Budapest is the only city I know where Gresham’s Law takes pride of place. On the Pest side of the Danube opposite the Iron Bridge, in a niche on the front of what is now the Four Seasons Hotel, stands a statue of the propounder of ‘Bad Money Drives Out Good’. His presence is a reminder that this old Eastern European city was a hub of capitalism before it became the drab communist capital that it was throughout most of my life. The hotel used to be the European headquarters of the London-based Gresham Life Assurance Company.
Apart from Gresham, my sense of Budapest as a place to do business derives largely from Brian Maclean, author of a guide to Hungarian customs and etiquette (published by Culture Smart) and a convivial companion on the rickety train out to the palace at Gödöllö, where the Emperor Franz Josef’s tragic wife Sissy spent much of her life. A literally Bohemian figure alongside the new Hungarian suits of our emergent European colleagues, Brian has lived in Budapest for 30 years and is the translator of — among many other books — the definitive history of the Herend porcelain factory, which has long been a highly visible jewel in Budapest’s economic crown.

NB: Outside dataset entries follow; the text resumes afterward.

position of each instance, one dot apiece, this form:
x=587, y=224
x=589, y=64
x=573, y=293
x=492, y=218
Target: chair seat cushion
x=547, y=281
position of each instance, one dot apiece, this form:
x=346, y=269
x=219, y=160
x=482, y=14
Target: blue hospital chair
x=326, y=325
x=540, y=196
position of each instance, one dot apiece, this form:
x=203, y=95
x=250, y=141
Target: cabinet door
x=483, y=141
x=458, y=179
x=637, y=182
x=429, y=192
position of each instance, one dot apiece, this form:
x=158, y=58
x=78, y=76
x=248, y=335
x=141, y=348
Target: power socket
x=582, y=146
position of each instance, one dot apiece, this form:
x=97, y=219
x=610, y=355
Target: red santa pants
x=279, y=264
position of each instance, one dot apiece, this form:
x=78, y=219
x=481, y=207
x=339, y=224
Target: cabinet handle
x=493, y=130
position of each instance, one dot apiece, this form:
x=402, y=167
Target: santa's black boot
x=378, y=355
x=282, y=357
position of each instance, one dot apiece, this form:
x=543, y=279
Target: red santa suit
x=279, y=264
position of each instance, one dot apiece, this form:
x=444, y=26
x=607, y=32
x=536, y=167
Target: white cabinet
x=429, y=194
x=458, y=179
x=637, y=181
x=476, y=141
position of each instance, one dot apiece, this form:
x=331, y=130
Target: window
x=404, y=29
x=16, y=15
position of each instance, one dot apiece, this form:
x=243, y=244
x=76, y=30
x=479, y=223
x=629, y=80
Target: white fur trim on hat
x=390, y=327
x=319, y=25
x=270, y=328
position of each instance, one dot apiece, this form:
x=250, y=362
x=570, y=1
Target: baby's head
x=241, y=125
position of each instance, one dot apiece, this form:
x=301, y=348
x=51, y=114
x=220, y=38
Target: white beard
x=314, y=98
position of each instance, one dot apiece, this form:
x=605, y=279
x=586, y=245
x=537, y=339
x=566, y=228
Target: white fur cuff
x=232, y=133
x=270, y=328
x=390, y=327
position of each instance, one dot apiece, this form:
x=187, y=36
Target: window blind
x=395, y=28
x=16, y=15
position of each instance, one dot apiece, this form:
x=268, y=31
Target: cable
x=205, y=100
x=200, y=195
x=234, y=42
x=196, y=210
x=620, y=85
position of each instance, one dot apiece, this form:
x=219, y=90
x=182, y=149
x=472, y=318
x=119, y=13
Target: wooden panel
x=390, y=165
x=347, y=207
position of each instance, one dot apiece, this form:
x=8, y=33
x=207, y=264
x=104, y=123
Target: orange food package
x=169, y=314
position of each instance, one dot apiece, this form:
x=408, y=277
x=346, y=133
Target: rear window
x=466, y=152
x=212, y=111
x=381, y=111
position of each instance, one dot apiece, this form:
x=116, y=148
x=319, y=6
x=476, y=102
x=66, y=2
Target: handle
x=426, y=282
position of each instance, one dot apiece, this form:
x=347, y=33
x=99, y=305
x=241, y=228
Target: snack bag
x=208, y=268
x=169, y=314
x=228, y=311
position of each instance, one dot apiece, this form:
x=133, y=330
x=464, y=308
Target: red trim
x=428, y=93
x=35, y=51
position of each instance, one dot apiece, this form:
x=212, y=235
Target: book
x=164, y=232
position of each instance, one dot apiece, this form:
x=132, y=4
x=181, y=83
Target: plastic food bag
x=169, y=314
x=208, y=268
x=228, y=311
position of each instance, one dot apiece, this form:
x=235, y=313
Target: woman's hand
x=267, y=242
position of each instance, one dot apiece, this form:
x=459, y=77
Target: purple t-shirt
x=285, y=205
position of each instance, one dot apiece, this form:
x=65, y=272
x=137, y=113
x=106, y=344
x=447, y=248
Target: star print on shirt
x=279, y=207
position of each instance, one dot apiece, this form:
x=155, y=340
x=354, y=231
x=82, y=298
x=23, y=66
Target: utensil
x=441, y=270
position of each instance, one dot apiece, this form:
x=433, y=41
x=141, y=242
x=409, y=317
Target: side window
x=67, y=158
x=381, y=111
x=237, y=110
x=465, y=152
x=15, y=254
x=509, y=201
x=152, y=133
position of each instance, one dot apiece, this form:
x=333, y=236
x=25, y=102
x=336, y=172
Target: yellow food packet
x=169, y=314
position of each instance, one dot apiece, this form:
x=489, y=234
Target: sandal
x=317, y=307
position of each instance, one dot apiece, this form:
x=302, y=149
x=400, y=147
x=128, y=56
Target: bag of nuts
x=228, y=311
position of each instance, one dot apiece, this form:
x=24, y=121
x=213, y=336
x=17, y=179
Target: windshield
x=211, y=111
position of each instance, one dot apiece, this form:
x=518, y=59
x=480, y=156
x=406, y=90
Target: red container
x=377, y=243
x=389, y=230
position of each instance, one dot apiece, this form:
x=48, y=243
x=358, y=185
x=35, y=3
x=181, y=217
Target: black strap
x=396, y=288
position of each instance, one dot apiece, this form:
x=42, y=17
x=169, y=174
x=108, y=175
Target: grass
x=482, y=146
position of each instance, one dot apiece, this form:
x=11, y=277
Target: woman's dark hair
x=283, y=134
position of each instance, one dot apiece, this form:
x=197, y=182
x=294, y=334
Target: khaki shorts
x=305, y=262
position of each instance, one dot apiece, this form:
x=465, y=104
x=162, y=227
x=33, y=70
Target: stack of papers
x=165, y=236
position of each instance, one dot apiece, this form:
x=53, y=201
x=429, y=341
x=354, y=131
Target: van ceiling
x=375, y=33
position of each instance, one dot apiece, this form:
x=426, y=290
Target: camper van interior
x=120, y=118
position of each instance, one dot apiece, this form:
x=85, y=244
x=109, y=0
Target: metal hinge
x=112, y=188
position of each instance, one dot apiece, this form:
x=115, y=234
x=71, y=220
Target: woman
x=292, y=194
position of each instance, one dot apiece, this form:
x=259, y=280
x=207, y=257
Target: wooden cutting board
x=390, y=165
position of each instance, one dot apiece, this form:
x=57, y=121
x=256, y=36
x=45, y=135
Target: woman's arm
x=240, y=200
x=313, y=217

His view of local business practice is that communism left only personal relationships intact, so that it is still emphatically who, not what, you know that counts. Old-world courtesy is expected and the structure of firms is still intensely hierarchical. Even if relatively junior figures speak the best English, you must still maintain eye contact and friendship with the senior person — who is nearly always male in this still-traditional country. ‘Decision-making,’ says Brian, ‘takes time.’ If your main contact is away, nothing gets done and you have to get used to agreements being negated by a distant superior you’ve never met.